Before Steve McQueen was adored for 12 Years a Slave (2013), he made this wild flick with Mike Fassbender. All of his patient and unflinching style is there as we focus on the worst sex addict of all time, which Fassbender plunges into without any sign of hesitance. The depths of his addiction are pretty clear at the outset, but grows worse the more curveballs are thrown at him, culminating in a festering hypocrisy towards his sister and everyone else around him that tries to care. He'd rather go on YouPorn than have any meaningful relationship, and that irredeemable nature is a total bummer. Opposite of Everybody Wants Some!!.

#4: Baby Driver (2017)

The first 2017 film to make this list, Baby Driver doesn't have the most complex plot or anything, but holy shit this is the most highly articulated film, maybe ever? Ansel Elgort is perfect and holds his own against an incredibly deep cast. It'll be forever tainted as one of Kevin Spacey's last movies before he came out as a gay rapist, but there's still a lot to love. The action sequences are wonderful with an added layer of musical inspiration, but my favourite scenes are the slower ones, the blossoming of an Atlantean Romance and the hope it inspires. I'll be talking much more about this one in my Best of the Year lists coming soon.

Showers not need apply
#3: American Honey (2016)

Here's a tiny film that made a few best of lists last year and was otherwise forgotten. It's a nearly three-hour epic that tells a remarkably simple story, but honestly, no other film this year stuck with me so much. It's so identifiable for my generation - lost, stupid, and wandering the world without purpose, hustling trying to make a living while being scammed and trying to scam others. We're a leech and damn, American Honey lends a sympathetic ear to that. It's a tragedy over anything else, and even when the characters find a moment of happiness your heart breaks for how pathetic and misguided they are. It's a wonderful film that's also pretty damn hard to get through even though ostensibly it's nothing like cancer or racism. It's a keen look at spiritual depression, which is a true tragedy in its own way.

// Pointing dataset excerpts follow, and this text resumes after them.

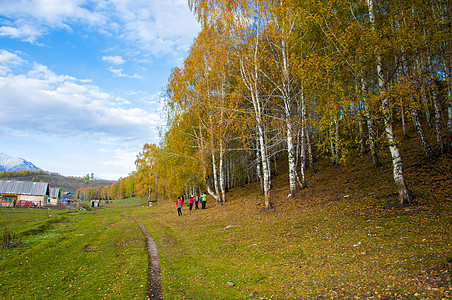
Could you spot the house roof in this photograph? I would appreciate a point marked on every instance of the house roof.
(54, 192)
(24, 187)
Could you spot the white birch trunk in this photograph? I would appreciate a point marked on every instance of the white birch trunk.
(404, 194)
(251, 80)
(215, 179)
(222, 175)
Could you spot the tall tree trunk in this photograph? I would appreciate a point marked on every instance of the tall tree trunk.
(420, 130)
(215, 179)
(251, 80)
(370, 129)
(404, 194)
(222, 174)
(438, 131)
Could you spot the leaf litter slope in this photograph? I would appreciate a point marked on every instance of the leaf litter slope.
(340, 237)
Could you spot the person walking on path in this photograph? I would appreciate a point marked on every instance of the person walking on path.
(179, 204)
(191, 202)
(196, 201)
(204, 199)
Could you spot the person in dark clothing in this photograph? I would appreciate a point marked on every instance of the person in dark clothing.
(204, 199)
(179, 204)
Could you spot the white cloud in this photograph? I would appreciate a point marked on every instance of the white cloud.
(119, 73)
(43, 101)
(158, 27)
(117, 60)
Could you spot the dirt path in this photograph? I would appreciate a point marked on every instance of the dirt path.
(154, 278)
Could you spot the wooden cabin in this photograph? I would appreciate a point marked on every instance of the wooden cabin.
(15, 193)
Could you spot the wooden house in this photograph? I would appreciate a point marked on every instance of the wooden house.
(23, 193)
(54, 196)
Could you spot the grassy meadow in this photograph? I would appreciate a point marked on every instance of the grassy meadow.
(340, 238)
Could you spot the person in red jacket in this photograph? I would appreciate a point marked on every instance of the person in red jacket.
(179, 204)
(192, 200)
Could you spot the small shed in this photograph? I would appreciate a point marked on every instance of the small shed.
(15, 193)
(54, 195)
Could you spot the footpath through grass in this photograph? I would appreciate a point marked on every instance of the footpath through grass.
(337, 239)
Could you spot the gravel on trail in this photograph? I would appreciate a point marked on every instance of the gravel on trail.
(154, 277)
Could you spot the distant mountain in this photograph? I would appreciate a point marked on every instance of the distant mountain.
(9, 163)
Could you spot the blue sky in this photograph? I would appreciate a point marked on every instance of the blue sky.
(81, 81)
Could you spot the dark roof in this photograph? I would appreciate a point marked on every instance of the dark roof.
(24, 187)
(54, 192)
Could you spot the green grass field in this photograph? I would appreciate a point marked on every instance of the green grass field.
(337, 239)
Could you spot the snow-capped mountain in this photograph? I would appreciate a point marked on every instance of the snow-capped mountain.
(9, 163)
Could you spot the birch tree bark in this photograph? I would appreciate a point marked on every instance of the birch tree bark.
(405, 197)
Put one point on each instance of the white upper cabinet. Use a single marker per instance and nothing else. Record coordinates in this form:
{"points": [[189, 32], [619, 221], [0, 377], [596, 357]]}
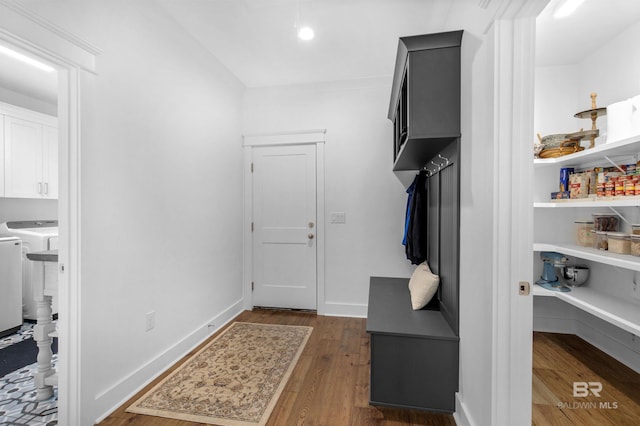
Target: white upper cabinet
{"points": [[30, 155]]}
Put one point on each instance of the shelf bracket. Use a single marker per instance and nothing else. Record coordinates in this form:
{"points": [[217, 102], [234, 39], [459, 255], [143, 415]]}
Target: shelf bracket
{"points": [[614, 164]]}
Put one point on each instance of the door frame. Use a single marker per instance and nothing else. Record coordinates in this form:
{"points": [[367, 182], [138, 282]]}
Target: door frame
{"points": [[514, 29], [302, 137], [71, 56]]}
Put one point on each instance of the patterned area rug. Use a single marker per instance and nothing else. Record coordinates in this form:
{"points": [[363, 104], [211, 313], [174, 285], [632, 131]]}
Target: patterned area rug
{"points": [[233, 381]]}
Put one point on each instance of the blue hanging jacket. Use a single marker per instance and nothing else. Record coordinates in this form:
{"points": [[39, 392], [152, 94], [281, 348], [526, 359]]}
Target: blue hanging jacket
{"points": [[410, 190]]}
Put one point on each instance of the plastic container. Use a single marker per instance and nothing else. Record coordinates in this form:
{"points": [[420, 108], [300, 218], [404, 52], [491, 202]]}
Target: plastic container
{"points": [[601, 240], [619, 242], [635, 244], [584, 233], [606, 222]]}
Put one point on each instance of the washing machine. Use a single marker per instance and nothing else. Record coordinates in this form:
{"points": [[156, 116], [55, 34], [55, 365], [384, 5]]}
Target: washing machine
{"points": [[36, 235], [10, 285]]}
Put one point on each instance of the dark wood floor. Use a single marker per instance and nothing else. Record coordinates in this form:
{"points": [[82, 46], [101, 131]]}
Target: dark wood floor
{"points": [[330, 384], [559, 360]]}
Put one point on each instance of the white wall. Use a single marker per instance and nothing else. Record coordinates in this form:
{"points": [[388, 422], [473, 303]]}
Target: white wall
{"points": [[161, 197], [358, 178], [557, 99], [612, 70], [12, 209], [20, 99], [476, 231], [563, 90]]}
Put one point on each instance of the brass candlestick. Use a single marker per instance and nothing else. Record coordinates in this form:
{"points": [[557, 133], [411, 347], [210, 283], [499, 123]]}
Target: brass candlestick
{"points": [[593, 114]]}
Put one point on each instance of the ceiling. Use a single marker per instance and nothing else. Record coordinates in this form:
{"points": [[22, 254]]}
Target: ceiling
{"points": [[355, 39], [26, 80], [568, 40], [256, 39]]}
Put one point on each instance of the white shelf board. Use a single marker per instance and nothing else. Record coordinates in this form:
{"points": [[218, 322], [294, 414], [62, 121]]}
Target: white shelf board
{"points": [[630, 201], [621, 313], [629, 146], [626, 261]]}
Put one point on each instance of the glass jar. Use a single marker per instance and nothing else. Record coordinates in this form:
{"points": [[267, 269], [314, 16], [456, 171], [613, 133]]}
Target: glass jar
{"points": [[635, 244], [606, 222], [600, 240], [619, 242], [584, 233]]}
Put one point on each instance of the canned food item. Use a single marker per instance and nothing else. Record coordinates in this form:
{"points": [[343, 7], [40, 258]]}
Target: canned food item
{"points": [[584, 233], [630, 188], [635, 244], [606, 222], [565, 172]]}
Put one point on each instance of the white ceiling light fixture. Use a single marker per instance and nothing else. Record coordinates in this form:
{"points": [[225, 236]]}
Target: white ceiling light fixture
{"points": [[305, 33], [26, 59], [567, 8]]}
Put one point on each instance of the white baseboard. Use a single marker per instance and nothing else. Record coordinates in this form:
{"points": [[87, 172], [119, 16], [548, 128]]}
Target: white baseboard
{"points": [[461, 415], [554, 325], [332, 309], [113, 397]]}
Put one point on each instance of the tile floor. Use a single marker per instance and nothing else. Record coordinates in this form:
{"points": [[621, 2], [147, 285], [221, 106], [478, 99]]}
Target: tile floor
{"points": [[18, 405]]}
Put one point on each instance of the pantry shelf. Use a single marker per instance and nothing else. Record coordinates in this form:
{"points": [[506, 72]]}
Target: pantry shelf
{"points": [[629, 146], [627, 201], [621, 313], [626, 261]]}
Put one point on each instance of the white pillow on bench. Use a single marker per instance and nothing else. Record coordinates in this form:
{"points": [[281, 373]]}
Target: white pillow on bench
{"points": [[422, 286]]}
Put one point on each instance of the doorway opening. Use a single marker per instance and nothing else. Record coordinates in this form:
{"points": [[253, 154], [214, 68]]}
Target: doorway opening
{"points": [[586, 351], [284, 220]]}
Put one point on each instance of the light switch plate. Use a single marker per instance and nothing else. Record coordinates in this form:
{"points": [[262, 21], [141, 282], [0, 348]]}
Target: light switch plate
{"points": [[337, 217]]}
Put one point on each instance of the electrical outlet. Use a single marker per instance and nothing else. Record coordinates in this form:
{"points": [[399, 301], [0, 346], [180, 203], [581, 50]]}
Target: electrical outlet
{"points": [[636, 292], [337, 217], [150, 320]]}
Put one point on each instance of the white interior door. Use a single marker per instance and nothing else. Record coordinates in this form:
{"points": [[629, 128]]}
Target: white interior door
{"points": [[284, 226]]}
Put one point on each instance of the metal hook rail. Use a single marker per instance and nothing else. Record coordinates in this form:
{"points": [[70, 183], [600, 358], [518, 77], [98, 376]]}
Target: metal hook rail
{"points": [[438, 167]]}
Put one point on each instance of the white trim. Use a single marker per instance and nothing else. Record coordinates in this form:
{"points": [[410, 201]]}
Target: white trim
{"points": [[69, 250], [320, 230], [22, 29], [461, 416], [273, 139], [354, 310], [37, 35], [316, 136], [28, 115], [514, 69], [152, 369]]}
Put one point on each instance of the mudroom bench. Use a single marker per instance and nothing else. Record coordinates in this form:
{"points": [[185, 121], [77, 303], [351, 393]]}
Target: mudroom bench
{"points": [[414, 354]]}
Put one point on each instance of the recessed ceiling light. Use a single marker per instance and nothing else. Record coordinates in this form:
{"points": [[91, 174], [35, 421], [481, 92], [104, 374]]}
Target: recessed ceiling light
{"points": [[567, 8], [26, 59], [306, 34]]}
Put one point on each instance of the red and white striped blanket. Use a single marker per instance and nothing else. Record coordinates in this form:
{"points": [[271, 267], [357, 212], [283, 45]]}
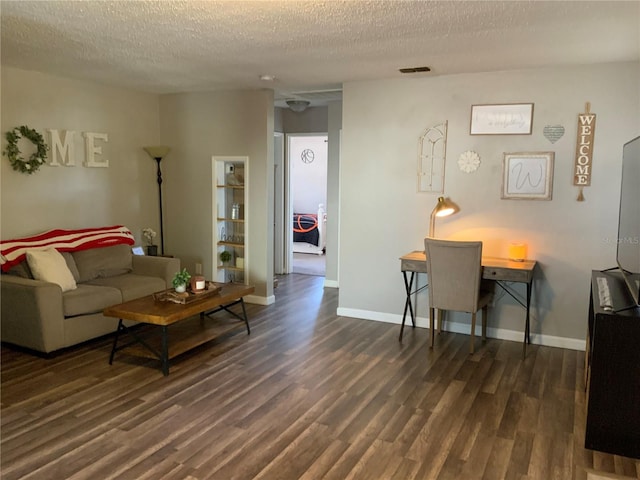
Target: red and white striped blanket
{"points": [[12, 252]]}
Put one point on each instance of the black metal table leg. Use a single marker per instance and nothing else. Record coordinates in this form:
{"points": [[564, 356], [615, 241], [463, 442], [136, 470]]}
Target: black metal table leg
{"points": [[165, 351], [115, 342], [408, 285], [527, 336], [244, 313]]}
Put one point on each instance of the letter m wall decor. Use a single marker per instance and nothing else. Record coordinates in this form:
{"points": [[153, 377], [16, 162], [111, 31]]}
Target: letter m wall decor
{"points": [[584, 149]]}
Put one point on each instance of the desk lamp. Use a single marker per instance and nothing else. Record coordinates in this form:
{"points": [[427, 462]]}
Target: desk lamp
{"points": [[443, 208], [157, 153]]}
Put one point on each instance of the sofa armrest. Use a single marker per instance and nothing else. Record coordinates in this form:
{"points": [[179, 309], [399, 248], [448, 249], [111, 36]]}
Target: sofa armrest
{"points": [[163, 267], [31, 313]]}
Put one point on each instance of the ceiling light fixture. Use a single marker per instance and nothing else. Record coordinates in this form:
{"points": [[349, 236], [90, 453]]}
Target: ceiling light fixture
{"points": [[298, 105]]}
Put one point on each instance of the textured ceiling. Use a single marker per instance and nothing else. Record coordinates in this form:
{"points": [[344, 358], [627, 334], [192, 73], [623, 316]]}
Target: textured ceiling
{"points": [[309, 46]]}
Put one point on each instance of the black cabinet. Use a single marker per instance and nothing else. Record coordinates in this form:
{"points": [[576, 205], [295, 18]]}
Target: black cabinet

When Bae says she doesn't want to watch Star Wars
#2: The Texas Chain Saw Massacre (1974)

I had never seen this whole thing before, and dammit, this shoddy 40+ year old masterpiece was a fucking trip. I watched it the Sunday before Halloween and shit, this is a near-perfect movie. It's a terrifying look at a slightly alternate reality, where corpses hang out outside and a constant stream of murders are reported on the radio. Wait, maybe that is out reality... it works because its grungy insane aesthetic totally matches the mysterious, broken down horror of what's going on on screen. None of the prequels or reboots really understood that and go for overt creepiness instead. Nah, set in daylight, offer lots of cannon fodder, some goofy knife-wielding hitchhikers and we're all set. The unending screaming and horror during that dinner scene is a cinematic triumph of uncomfortable editing. Oh, and Leatherface dancing in the sunset is still the most iconic horror image ever.

#1: Blade Runner 2049 (2017)

So, #1 most anticipated film, will be #1 of 2017, and the #1 movie I saw in the calendar year overall. The only film on this list that I actually caught in theaters, as well. I love everything about this. I spent 4200 words talking about how much I loved this (except still for that fucking Deckard temptation scene, which is a blight on this movie forever). Just like the original, it's been largely ignored both critically and commercially. We'll come around. Again.

What movies did you watch this year that didn't necessarily come out this year? Have you seen any of the above?